1. A convolutional neural network (CNN) model was developed to accurately predict strip flatness in tandem cold rolling processes.
2. The isolated forest algorithm was used to eliminate outliers and the data folding method was used to process input features.
3. The proposed model had the highest prediction accuracy with the lowest mean square error (MSE) and highest coefficient of determination (R2).
The article is generally reliable and trustworthy, as it provides a detailed overview of the application of convolutional neural networks for predicting strip flatness in tandem cold rolling processes. It includes a comprehensive description of the methods used, such as the isolated forest algorithm for eliminating outliers and data folding for processing input features, as well as an extensive discussion of the results obtained from experiments conducted using this model. Furthermore, it also provides evidence for its claims by citing relevant research studies and comparing its results with those obtained from other models.

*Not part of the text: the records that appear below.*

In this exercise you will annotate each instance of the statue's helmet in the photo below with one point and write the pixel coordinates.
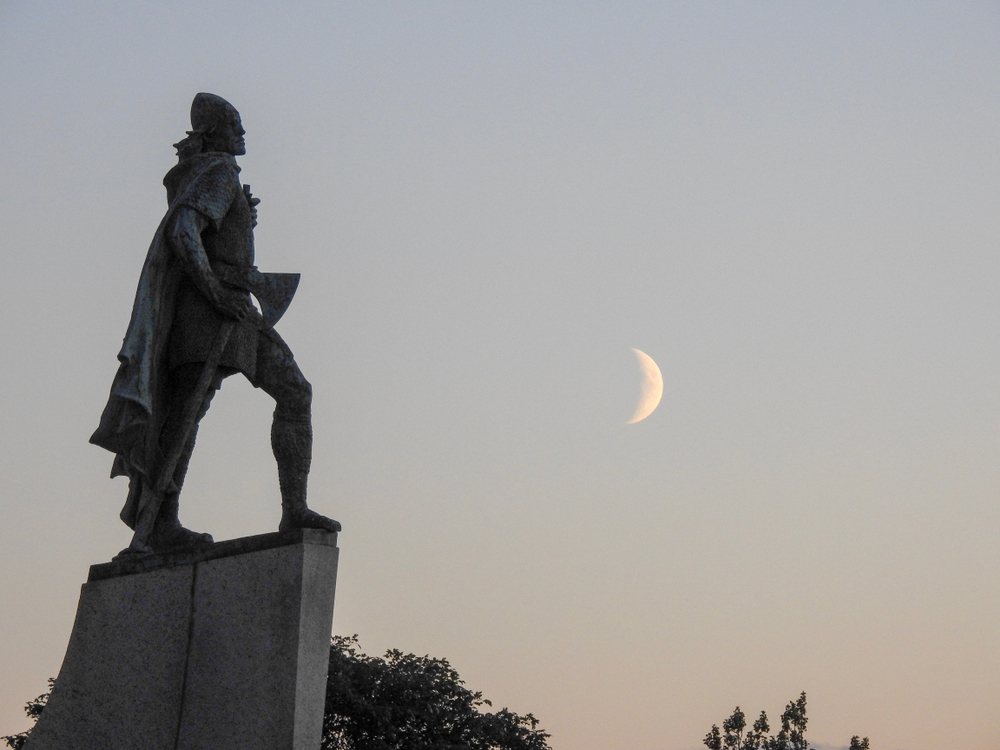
(208, 111)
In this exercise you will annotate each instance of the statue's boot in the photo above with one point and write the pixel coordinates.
(291, 441)
(168, 533)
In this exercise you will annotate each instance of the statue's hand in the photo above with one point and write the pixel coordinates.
(232, 304)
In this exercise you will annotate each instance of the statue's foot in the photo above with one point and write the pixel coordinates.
(303, 518)
(176, 537)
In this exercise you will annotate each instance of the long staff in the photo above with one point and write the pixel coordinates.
(152, 495)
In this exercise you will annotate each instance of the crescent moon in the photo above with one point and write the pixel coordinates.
(652, 387)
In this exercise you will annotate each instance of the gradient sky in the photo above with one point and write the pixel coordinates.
(792, 207)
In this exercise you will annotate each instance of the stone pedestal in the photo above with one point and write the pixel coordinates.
(223, 649)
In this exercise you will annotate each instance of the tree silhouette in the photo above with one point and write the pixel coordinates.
(792, 735)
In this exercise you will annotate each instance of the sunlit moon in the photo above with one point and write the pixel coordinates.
(652, 387)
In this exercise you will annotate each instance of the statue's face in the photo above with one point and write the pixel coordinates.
(229, 137)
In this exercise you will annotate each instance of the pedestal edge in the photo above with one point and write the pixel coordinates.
(135, 564)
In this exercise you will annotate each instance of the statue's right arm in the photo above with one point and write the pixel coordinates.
(184, 232)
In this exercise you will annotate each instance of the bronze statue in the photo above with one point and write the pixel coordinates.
(192, 325)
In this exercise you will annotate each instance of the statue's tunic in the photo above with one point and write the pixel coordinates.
(172, 323)
(217, 194)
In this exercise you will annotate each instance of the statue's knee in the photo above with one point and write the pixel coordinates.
(297, 403)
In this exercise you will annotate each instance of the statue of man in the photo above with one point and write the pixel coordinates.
(185, 295)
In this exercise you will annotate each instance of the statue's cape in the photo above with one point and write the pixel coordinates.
(131, 422)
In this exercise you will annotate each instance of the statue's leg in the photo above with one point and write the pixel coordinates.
(291, 431)
(181, 385)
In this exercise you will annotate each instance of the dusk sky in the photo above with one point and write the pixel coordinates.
(791, 207)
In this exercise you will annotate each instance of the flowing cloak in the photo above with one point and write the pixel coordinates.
(131, 423)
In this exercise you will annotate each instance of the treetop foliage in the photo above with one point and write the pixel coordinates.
(409, 702)
(791, 736)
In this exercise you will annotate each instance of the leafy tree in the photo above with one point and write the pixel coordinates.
(400, 702)
(791, 735)
(34, 710)
(408, 702)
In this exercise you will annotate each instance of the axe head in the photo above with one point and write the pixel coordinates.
(274, 292)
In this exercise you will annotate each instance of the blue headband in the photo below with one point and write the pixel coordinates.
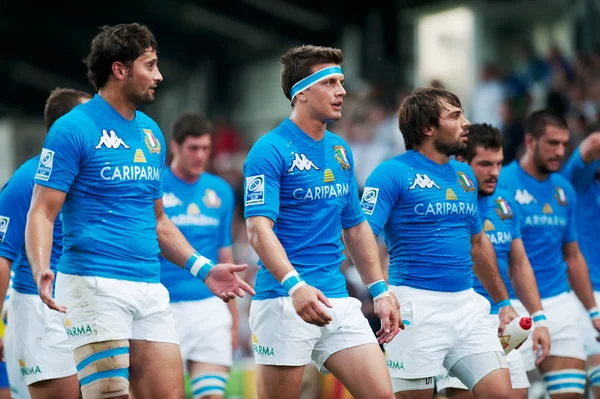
(314, 78)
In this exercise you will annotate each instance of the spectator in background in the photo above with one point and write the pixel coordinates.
(512, 131)
(488, 98)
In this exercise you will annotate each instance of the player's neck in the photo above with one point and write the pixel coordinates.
(116, 100)
(315, 129)
(528, 165)
(181, 175)
(427, 150)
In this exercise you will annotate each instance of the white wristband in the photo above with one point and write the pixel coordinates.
(539, 319)
(292, 281)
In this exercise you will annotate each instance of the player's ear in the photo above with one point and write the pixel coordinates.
(120, 70)
(428, 131)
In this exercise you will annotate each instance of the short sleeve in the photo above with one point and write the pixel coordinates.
(382, 191)
(352, 214)
(262, 177)
(61, 155)
(227, 219)
(15, 199)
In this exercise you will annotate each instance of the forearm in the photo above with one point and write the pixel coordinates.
(270, 251)
(38, 241)
(173, 245)
(525, 286)
(5, 265)
(235, 316)
(485, 268)
(363, 250)
(579, 279)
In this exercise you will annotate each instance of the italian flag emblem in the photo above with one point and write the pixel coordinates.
(151, 142)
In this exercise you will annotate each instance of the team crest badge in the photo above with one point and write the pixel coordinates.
(341, 156)
(560, 196)
(193, 209)
(502, 209)
(465, 182)
(211, 199)
(151, 142)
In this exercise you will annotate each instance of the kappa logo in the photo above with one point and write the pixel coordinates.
(524, 198)
(423, 181)
(465, 182)
(302, 163)
(110, 140)
(502, 209)
(560, 196)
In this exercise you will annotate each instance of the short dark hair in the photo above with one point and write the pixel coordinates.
(191, 124)
(61, 101)
(124, 43)
(481, 135)
(421, 110)
(297, 62)
(536, 123)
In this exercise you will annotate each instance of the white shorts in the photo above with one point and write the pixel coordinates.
(36, 346)
(104, 309)
(204, 331)
(281, 338)
(566, 339)
(592, 346)
(441, 328)
(518, 374)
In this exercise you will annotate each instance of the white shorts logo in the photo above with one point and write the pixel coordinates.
(255, 190)
(369, 200)
(4, 220)
(45, 165)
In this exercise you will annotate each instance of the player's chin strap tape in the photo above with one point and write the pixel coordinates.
(103, 369)
(565, 381)
(209, 383)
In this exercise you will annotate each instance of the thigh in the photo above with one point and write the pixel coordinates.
(49, 348)
(279, 336)
(97, 310)
(518, 373)
(483, 373)
(57, 388)
(156, 370)
(278, 382)
(481, 338)
(204, 339)
(153, 317)
(362, 369)
(348, 329)
(419, 350)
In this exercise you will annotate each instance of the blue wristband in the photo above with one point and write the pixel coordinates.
(503, 303)
(199, 266)
(378, 289)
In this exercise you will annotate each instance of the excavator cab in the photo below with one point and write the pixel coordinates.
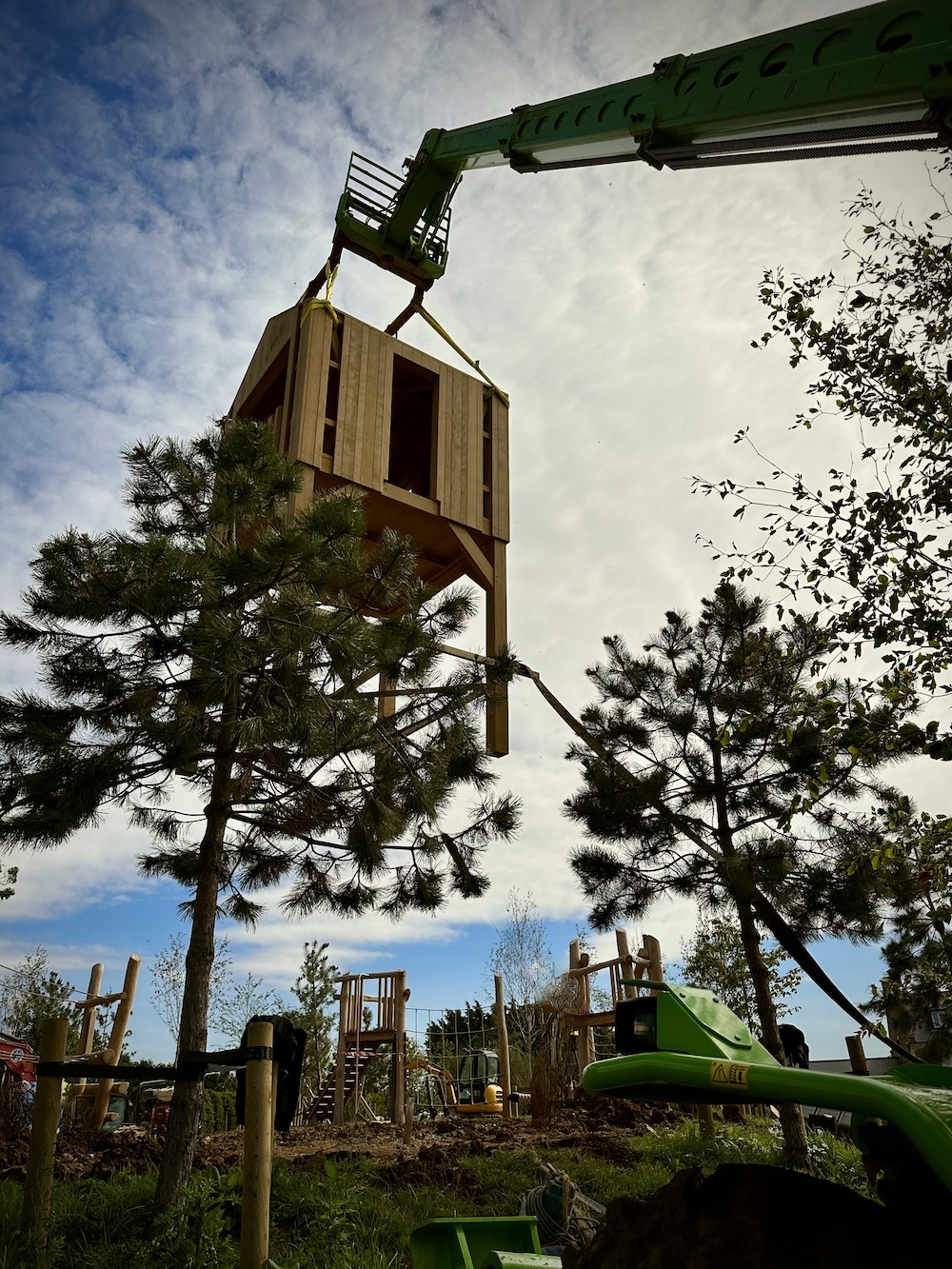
(478, 1086)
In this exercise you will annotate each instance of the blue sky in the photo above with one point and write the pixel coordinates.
(170, 170)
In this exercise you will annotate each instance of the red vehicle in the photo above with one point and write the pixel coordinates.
(18, 1058)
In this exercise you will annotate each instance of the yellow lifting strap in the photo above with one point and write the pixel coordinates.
(456, 347)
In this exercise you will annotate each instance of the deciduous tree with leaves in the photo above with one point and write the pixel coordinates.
(30, 993)
(872, 542)
(524, 957)
(719, 780)
(714, 959)
(212, 671)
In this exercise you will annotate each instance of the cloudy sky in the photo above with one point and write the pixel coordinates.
(170, 170)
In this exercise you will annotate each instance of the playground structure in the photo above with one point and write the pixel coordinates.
(426, 445)
(373, 1025)
(101, 1092)
(623, 971)
(90, 1103)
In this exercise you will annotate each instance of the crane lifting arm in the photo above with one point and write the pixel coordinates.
(871, 80)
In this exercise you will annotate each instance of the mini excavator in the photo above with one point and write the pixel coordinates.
(872, 80)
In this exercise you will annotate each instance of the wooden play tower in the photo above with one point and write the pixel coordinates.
(372, 1023)
(426, 443)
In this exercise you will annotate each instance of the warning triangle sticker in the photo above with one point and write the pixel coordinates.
(733, 1074)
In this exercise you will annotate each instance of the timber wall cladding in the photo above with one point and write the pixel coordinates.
(470, 456)
(426, 442)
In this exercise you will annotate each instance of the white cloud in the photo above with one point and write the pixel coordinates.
(170, 183)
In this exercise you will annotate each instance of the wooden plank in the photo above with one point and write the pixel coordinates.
(371, 419)
(345, 450)
(472, 399)
(482, 565)
(455, 506)
(497, 639)
(441, 466)
(501, 469)
(381, 408)
(360, 412)
(311, 389)
(273, 339)
(414, 354)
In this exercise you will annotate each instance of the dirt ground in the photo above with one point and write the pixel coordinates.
(592, 1126)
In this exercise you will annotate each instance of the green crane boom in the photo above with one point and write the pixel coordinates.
(871, 80)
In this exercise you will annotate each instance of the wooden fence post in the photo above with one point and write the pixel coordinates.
(506, 1075)
(48, 1104)
(259, 1140)
(121, 1021)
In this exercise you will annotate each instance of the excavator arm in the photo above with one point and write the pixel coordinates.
(871, 80)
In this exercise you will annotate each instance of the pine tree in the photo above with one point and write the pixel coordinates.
(212, 673)
(316, 1012)
(714, 959)
(725, 778)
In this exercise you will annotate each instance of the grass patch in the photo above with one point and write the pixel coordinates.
(348, 1216)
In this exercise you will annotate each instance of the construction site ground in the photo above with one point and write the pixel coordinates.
(743, 1218)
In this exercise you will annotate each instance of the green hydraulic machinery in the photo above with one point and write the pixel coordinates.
(872, 80)
(684, 1044)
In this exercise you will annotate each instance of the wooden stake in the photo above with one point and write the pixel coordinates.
(259, 1140)
(38, 1187)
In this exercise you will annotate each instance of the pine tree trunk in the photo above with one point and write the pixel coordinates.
(186, 1109)
(791, 1116)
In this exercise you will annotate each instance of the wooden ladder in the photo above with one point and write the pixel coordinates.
(356, 1062)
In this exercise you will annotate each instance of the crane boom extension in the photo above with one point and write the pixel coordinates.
(870, 80)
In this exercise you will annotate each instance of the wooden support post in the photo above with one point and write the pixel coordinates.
(506, 1077)
(259, 1139)
(38, 1187)
(627, 962)
(89, 1014)
(341, 1069)
(400, 998)
(857, 1055)
(409, 1122)
(585, 1041)
(498, 702)
(653, 949)
(124, 1012)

However, there are some potential biases that should be noted. For example, while the article does provide a thorough overview of the methods used in developing this model, it does not explore any possible counterarguments or alternative approaches that could be taken when developing such a model. Additionally, while it does compare its results with those obtained from other models, it does not provide any evidence or analysis on why these results are better than those obtained from other models. Finally, while it does cite relevant research studies throughout the article, there is no indication that these studies have been peer-reviewed or published in reputable journals or publications.